You can see Katherine on Instagram or on her gorgeous website.

#sundaybluesedit Sunday Selection @lillamys

Rebecca: This week I proudly give you Carina.  Her work is always close to my heart.  Her style and emotions are similar to mine and I love all of her beautiful creations.  Although English is not her first language, her words a touching and beautiful.  Happy Sunday….

Carina: Nostalgia is my main inspiration. I think I have always been fascinated by old things, especially old photographs that have a connection to my childhood and beyond that.

Hipstamatic was really love at first sight.  In the beginning of
2011 I bought my iPhone just to get hold of the app. I had seen some
photos taken with it and my love for photography from earlier days was
instantly back. I had no idea then what it would mean to me, how
much I would learn from others, that I would make contact and friends
with so many wonderful people, be a part of a worldwide community like
this and that it would actually change my life.

I had no idea either at that time that my mother, so healthy and so in
love after 14 years as a widow, would soon die of cancer. At some
point, during her last six months, when I was staying with her at her
house, I found Instagram,  a place to reach out, or hide
out, like a parallel room next to my world  with my closest
family.

I posted my first sundaybluesedit more than a year ago and found a
place with so much art filled with emotions, and so much love between
the artists. That has inspired me and taught me how to put my
grief into something creative. I also realize now that I have had the
Sunday blues, more or less,  during my whole adult life.
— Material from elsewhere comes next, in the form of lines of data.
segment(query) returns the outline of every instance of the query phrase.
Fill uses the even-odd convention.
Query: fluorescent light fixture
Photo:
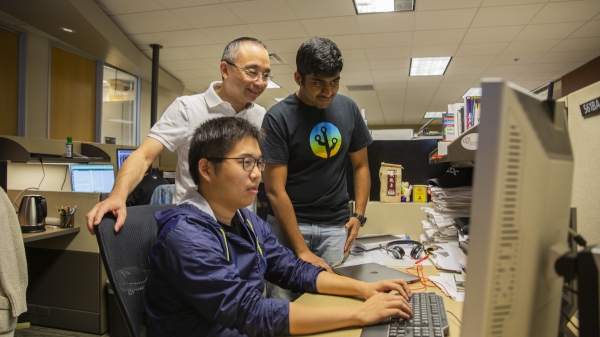
[[[413,57],[410,60],[410,76],[444,75],[451,59],[451,56]]]
[[[439,111],[435,111],[435,112],[426,112],[425,116],[423,116],[423,118],[442,118],[442,114],[444,112],[439,112]]]
[[[471,88],[465,92],[463,98],[467,96],[481,96],[481,88]]]
[[[269,81],[267,84],[267,89],[279,89],[281,86],[273,81]]]
[[[414,0],[353,0],[356,14],[402,12],[415,9]]]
The sundaybluesedit tag has inspired me to try editing. Not to make a
photo look better but to try to convey an emotion. Usually it is the
editing in itself that interests me and not the result. Except for a few,  I don´t
like many of my edits anymore, but all of them are
still important to me because of the process.

This specific edit started with a Hipstamatic double exposure with an
old photo of me and my mother, together with a religious icon. This
edit is the result of the strong emotions caused by Mother’s Day
approaching. The style is very much inspired by Rebecca and this is
one of my edited photos that I will continue to love.